During the 13th and 14th centuries, the chancel was extended eastwards, and there is a double piscina dating from this time. A 12th-century arch leads from the chancel to the north chapel, which was modified from the 14th century: the reredos in the chapel, dating from the 15th century, is of sandstone and has a baldacchino canopy.

There is a trussed rafter roof throughout; in the nave, north aisle and north chapel it is thought to date from the 14th century, and in the chancel from the 15th or 16th century.

The font is 13th-century. It has a plain circular bowl, and a circular stem.

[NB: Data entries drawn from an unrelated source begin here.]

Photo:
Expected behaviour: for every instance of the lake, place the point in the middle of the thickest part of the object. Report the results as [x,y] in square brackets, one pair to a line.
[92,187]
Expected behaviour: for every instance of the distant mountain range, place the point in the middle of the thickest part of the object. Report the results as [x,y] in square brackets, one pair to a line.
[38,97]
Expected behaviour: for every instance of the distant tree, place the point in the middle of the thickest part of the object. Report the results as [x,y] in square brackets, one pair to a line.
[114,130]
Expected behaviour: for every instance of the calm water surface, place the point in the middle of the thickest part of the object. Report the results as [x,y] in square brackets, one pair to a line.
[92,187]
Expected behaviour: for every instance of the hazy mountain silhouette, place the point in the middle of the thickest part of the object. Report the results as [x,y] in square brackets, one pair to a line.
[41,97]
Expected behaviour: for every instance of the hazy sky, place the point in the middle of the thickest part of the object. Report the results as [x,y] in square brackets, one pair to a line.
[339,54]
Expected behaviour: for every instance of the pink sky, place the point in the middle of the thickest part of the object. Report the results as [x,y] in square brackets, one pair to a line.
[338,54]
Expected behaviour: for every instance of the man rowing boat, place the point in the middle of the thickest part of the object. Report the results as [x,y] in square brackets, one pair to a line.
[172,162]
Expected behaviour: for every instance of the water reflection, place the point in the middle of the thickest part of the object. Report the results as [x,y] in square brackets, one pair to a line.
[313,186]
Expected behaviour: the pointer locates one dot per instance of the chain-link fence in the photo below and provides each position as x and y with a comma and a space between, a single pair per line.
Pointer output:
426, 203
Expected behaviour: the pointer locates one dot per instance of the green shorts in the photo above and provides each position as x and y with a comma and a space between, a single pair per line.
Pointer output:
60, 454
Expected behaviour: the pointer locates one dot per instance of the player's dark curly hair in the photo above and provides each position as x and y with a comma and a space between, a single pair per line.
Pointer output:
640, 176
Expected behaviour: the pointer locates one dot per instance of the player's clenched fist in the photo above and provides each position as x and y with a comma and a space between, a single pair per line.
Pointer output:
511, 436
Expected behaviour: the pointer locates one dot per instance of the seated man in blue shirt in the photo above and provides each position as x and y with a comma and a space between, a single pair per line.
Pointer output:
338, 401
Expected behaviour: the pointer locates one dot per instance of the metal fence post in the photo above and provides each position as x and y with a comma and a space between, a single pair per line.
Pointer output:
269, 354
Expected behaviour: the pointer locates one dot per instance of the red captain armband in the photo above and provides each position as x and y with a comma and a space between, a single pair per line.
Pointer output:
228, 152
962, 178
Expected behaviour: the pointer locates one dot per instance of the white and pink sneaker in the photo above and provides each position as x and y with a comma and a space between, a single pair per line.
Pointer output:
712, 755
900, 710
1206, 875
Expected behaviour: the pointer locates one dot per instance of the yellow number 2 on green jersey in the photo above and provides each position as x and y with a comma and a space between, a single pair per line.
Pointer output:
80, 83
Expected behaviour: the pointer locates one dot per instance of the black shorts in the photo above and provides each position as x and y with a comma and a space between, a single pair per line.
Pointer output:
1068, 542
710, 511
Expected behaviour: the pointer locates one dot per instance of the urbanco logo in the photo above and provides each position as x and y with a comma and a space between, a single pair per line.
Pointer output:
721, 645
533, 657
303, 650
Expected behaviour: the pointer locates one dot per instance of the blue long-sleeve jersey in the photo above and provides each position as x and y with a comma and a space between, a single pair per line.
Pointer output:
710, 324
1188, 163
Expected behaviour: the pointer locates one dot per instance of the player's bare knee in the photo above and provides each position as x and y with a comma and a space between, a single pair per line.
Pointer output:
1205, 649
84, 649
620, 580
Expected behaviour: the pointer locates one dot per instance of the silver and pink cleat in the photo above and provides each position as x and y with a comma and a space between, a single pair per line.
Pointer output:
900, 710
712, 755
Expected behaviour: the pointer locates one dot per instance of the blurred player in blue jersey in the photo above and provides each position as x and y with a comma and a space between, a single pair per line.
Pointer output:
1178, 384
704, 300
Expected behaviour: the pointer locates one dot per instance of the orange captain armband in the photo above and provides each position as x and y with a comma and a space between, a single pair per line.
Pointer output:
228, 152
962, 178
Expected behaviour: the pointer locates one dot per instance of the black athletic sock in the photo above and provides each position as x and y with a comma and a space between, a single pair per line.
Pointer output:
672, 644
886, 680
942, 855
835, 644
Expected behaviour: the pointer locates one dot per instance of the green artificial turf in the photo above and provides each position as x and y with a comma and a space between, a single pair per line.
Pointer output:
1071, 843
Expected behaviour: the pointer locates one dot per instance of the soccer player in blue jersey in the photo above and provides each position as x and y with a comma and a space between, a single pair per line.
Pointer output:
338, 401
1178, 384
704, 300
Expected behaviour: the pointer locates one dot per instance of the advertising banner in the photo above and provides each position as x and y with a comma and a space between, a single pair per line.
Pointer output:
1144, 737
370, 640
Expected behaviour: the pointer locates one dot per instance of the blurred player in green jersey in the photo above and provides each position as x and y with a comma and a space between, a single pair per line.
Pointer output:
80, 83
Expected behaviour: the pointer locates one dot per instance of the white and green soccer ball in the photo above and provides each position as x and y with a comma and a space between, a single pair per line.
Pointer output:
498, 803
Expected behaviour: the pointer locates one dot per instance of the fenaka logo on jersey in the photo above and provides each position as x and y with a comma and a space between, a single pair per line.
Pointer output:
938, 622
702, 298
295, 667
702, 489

The windows of the nave and chancel date from the 13th to 16th centuries. Stained glass in the windows is from the 19th century; the window just east of the main door is by T. W. Camm.

There are six bells, five of which were cast in the 17th century.

===The organ, and the link with Sir Edward Elgar===
The north-east aisle is occupied by the organ, built by Nicholson & Lord of Walsall. When Sir Edward Elgar lived nearby on the outskirts of Hereford, he regularly visited the church and played on the organ. It is thought he may have worked on some of his compositions here.

===Churchyard cross===
In the churchyard is a 14th-century sandstone cross: an octagonal shaft, on a square base, stands on an octagonal stepped plinth. The cross fitted to the shaft dates from the 19th century.